Dans ces conditions, ce moyen sera écarté.
En conséquence, Mme [K] sera déboutée de sa demande tendant à la requalification du CDD en CDI et de l’ensemble des demandes subséquentes, par confirmation du jugement entrepris.
Sur les dépens et les frais irrépétibles de procédure
Compte tenu de la teneur de la décision rendue, le jugement de première instance sera confirmé en ce qu’il a mis les dépens à la charge de Mme [K] et qu’il a débouté l’association APASS de sa demande au titre des frais irrépétibles.
En application des dispositions de l’article 696 du code de procédure civile, Mme [K], qui succombe dans ses prétentions, supportera les dépens tels qu’ils sont définis par l’article 695 du même code.
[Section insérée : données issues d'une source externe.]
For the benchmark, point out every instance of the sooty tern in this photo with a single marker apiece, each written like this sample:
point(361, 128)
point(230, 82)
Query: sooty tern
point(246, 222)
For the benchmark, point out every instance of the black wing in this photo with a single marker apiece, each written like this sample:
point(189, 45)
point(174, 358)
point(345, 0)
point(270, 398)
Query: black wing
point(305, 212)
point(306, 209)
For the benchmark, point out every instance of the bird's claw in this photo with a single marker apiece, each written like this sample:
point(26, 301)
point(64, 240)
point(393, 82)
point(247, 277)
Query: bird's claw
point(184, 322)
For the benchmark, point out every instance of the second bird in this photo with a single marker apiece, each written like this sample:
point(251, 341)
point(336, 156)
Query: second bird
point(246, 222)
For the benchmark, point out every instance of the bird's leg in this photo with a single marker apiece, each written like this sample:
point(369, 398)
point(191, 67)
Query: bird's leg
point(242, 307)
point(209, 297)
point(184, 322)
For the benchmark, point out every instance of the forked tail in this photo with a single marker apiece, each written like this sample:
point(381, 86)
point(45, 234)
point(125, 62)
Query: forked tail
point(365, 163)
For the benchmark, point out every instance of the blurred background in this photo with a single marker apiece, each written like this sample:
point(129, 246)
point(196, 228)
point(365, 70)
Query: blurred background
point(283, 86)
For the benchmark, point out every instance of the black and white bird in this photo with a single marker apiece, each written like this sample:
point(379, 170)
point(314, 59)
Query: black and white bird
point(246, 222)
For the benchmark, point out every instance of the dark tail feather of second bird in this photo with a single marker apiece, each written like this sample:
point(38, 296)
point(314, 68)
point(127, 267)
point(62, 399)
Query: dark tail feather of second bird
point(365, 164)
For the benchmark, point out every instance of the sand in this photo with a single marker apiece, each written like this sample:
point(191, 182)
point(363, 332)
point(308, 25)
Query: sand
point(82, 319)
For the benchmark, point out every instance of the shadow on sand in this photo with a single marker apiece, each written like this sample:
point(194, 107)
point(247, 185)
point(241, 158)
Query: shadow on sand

Mme [K] sera en outre condamnée à payer à l’association APASS une indemnité sur le fondement des dispositions de l’article 700 du code de procédure civile, que l’équité et la situation économique respective des parties conduisent à arbitrer à la somme de 250 euros et sera déboutée de sa propre demande présentée sur le fondement des articles 700 du code de procédure civile et 37 de la loi du 10 juillet 1991.
PAR CES MOTIFS
La COUR, statuant publiquement, en dernier ressort et par arrêt contradictoire,
CONFIRME en toutes ses dispositions le jugement rendu par le conseil de prud’hommes de Nanterre le 29 juillet 2021,
Y ajoutant,
CONDAMNE Mme [W] [K] au paiement des dépens d’appel,
CONDAMNE Mme [W] [K] à payer à l’Association pour la Promotion et l’Accès aux Soins des Sévranais une somme de 250 euros en application des dispositions de l’article 700 du code de procédure civile,
DÉBOUTE Mme [W] [K] de sa demande présentée sur le même fondement.
Arrêt prononcé publiquement à la date indiquée par mise à disposition au greffe de la cour d’appel, les parties ayant été préalablement avisées dans les conditions prévues au deuxième alinéa de l’article 450 du code de procédure civile et signé par Mme Catherine Bolteau-Serre, président, et par Mme Domitille Gosselin, greffier, auquel la minute de la décision a été remise par le magistrat signataire.